Where RCD is effective, its effects depend largely on the targeting ratio. This is a measurable quantity, and can be determined from basic parasitological survey data even in the absence of a programme, so this could be part of a feasibility study before any commitment is made to implementing RCD. Alternatively (and better) data to parameterize the model could be obtained directly from programmes already implementing targeted case searches, providing there is some way of estimating the overall prevalence in the community. A meta-analysis four studies of RCD gave an average estimate of \(\tau\) of 5.3 (95% CI 3.3, 8.5) for searches in the immediate vicinity of the case [21]. This is rather close to the value we would expect for a search of only immediate household members in the Zambian site.

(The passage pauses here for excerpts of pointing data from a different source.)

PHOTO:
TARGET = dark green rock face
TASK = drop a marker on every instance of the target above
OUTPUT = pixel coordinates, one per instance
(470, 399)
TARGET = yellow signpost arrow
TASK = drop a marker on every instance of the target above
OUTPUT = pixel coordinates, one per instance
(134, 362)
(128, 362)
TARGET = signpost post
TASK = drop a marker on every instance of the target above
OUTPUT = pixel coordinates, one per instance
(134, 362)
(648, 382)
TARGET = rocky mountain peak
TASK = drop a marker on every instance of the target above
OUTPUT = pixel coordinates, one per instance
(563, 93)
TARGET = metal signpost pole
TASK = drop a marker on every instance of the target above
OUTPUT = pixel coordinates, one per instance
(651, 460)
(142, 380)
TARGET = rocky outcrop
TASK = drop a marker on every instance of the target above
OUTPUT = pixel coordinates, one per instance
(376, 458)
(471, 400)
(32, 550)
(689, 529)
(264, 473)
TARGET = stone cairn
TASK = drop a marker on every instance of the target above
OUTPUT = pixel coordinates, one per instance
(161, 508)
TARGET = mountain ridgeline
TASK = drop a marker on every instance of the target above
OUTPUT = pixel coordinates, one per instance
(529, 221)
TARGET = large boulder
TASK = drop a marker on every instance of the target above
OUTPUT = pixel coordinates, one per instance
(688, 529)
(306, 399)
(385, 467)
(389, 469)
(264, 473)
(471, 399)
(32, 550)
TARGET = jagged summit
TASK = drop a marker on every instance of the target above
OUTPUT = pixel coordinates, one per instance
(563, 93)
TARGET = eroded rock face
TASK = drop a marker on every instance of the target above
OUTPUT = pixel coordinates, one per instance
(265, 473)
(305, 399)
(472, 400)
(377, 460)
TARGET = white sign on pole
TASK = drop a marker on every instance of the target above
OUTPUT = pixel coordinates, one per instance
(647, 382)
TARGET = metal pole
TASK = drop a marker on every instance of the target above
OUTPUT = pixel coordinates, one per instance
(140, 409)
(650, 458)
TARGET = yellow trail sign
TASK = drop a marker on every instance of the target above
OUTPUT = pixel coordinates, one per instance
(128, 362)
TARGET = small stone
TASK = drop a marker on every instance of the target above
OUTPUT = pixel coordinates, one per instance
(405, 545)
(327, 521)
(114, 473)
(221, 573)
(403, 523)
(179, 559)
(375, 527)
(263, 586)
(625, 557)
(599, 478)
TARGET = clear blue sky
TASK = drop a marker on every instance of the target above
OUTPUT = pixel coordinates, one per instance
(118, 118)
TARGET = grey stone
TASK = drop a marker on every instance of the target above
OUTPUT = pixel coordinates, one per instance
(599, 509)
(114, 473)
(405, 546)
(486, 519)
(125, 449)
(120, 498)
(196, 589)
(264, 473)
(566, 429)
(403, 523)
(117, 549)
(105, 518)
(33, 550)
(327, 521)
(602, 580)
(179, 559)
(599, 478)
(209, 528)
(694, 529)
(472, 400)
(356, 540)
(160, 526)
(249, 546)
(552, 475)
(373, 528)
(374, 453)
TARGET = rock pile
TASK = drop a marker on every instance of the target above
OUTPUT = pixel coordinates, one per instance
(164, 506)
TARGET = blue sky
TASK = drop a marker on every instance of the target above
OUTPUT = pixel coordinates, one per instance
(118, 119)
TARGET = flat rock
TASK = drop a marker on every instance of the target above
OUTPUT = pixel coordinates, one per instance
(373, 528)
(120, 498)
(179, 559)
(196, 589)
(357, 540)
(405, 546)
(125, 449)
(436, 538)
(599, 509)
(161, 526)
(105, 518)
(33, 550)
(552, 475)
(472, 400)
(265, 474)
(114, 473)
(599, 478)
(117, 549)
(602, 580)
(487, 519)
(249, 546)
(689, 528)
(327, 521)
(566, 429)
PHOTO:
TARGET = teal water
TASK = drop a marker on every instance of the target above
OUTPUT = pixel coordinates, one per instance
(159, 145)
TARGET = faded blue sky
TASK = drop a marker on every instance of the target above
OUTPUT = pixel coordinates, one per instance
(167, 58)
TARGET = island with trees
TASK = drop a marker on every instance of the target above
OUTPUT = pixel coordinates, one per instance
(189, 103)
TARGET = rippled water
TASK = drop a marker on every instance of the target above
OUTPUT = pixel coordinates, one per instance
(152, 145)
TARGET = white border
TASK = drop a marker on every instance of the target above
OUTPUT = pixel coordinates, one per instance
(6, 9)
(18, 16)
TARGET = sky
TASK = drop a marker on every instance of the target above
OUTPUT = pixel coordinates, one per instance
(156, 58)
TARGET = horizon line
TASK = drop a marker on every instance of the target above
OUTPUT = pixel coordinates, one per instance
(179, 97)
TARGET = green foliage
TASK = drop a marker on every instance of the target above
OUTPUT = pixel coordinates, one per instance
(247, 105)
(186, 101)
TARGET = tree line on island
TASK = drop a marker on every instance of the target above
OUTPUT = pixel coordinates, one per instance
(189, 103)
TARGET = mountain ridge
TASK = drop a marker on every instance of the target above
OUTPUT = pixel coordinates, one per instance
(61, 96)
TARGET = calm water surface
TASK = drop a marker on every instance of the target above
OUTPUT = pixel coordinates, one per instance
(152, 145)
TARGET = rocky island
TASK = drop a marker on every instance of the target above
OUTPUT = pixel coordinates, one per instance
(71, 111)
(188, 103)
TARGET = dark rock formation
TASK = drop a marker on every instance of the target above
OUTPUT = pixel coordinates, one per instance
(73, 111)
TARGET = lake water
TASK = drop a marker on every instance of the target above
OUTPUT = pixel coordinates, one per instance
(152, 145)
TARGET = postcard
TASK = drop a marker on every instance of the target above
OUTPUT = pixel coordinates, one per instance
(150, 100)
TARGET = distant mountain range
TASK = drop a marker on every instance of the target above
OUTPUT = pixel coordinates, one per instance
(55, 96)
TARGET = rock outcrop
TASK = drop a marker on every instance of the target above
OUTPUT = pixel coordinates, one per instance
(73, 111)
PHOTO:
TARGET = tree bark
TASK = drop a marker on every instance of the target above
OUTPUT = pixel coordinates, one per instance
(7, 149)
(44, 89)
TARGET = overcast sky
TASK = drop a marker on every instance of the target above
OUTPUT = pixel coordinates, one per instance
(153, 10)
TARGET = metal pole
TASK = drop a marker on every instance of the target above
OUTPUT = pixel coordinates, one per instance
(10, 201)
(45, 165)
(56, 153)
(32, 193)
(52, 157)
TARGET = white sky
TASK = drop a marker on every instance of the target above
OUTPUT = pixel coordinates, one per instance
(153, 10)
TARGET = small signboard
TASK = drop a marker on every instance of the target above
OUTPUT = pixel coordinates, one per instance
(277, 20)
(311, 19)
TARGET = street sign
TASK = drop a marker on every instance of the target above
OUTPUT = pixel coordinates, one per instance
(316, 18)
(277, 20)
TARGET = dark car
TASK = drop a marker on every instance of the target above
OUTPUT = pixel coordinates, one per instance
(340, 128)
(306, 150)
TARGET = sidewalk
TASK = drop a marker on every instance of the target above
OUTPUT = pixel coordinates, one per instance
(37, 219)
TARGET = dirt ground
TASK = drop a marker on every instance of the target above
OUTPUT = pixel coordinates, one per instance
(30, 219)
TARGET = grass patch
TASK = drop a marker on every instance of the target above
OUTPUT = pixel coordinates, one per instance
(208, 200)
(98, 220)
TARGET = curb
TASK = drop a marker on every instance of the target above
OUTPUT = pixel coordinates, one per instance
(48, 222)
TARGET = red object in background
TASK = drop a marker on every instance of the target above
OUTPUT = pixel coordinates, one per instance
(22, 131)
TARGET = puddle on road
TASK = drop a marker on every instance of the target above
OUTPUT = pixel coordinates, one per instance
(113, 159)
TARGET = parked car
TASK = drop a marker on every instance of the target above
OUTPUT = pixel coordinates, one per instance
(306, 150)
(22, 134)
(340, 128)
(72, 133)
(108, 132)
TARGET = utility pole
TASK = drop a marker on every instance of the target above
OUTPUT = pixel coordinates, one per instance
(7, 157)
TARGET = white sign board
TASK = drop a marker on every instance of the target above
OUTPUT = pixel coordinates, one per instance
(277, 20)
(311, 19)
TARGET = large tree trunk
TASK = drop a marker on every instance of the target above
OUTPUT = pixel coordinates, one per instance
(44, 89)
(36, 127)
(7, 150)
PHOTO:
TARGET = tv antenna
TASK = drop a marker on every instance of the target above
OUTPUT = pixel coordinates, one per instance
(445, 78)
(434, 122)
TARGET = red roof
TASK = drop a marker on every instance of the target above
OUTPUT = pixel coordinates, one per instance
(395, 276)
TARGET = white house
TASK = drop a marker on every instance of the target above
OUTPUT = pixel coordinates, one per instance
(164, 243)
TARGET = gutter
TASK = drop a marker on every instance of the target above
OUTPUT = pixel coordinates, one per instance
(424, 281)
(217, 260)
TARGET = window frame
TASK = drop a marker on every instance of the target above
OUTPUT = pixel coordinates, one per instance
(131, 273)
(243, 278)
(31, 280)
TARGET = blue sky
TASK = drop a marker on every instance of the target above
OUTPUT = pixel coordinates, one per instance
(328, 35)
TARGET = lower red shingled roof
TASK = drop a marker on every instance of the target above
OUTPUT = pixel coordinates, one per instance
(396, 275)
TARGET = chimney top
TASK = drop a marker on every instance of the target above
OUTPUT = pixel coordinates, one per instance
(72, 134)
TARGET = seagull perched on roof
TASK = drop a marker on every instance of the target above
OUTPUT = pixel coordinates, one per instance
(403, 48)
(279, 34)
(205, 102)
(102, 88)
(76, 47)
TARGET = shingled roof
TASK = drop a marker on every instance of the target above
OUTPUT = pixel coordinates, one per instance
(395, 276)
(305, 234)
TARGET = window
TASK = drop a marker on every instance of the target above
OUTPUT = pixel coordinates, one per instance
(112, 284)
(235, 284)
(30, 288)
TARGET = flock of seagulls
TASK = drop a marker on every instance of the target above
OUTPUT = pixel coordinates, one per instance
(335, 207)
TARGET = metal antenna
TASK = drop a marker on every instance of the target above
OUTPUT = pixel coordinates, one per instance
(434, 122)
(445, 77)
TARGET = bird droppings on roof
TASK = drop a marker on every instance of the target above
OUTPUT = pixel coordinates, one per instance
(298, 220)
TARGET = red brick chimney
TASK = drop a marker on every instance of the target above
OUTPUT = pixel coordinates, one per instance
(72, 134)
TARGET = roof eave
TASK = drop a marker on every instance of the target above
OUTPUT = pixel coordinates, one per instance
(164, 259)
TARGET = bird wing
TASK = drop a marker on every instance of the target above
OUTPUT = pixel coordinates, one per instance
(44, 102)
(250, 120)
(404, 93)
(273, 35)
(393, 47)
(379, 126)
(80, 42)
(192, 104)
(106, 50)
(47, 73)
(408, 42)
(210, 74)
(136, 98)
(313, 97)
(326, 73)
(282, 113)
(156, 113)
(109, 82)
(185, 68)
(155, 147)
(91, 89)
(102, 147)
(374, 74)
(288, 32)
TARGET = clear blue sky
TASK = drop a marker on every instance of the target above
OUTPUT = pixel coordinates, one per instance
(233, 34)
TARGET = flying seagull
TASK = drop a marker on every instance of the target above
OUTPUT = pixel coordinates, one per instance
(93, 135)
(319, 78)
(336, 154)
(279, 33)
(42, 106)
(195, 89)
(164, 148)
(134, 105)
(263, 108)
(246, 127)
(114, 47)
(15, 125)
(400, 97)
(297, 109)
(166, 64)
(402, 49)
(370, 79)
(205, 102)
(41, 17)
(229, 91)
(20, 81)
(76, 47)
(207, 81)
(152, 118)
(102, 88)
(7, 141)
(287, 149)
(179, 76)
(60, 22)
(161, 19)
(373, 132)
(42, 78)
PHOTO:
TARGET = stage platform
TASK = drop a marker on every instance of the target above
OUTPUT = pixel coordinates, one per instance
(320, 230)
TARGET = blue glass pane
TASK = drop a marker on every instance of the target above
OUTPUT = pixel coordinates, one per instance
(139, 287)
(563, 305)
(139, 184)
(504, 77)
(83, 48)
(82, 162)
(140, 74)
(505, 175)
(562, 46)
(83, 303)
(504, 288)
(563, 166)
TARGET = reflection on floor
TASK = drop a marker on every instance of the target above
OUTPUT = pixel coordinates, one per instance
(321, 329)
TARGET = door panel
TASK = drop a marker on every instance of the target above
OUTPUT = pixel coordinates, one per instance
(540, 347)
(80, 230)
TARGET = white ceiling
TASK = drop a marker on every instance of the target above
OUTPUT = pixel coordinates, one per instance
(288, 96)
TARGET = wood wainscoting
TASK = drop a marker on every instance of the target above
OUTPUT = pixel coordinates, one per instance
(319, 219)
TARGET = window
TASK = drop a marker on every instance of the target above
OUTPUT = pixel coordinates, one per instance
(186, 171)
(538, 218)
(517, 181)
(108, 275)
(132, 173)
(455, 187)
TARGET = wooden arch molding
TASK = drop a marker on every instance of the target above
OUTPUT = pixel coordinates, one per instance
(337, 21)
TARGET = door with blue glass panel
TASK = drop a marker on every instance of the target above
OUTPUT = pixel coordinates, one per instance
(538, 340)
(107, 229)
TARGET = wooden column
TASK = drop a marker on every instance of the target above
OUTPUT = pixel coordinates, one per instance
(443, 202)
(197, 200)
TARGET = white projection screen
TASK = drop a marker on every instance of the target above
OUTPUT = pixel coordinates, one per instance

It is possible that the values of this quantity do not vary very much across sites, and it is reasonable to treat this as a best-case estimate for the model with constant \(\tau\). The targeting ratio measured in the same way, can also be used to design reactive vector control strategies, which may have greater impact on \(R_{c}\) and hence on the chances of eliminating the parasite.

Conclusion

The analyses here suggest that elimination of malaria can be achieved via RCD alone in only a very limited range of settings where transmission potential is very low, and improving the coverage of RCD has little effect on this range. RCD may also help maintain the disease-free state in the face of imported infections. In a rather wider range of settings it is likely to reduce disease burden and achieve new steady state endemicities. The reduction depends strongly on the targeting ratio, which can be estimated from prevalence survey data. Where the endemicity is reduced this may make it more feasible to achieve elimination by adding in further interventions. Conversely scaling up of other interventions such as LLINs might reduce transmission to levels where RCD could achieve elimination. Further analyses of these models can be used to examine the synergies of non-targeted interventions with RCD, indicating the most efficient ways to complement it.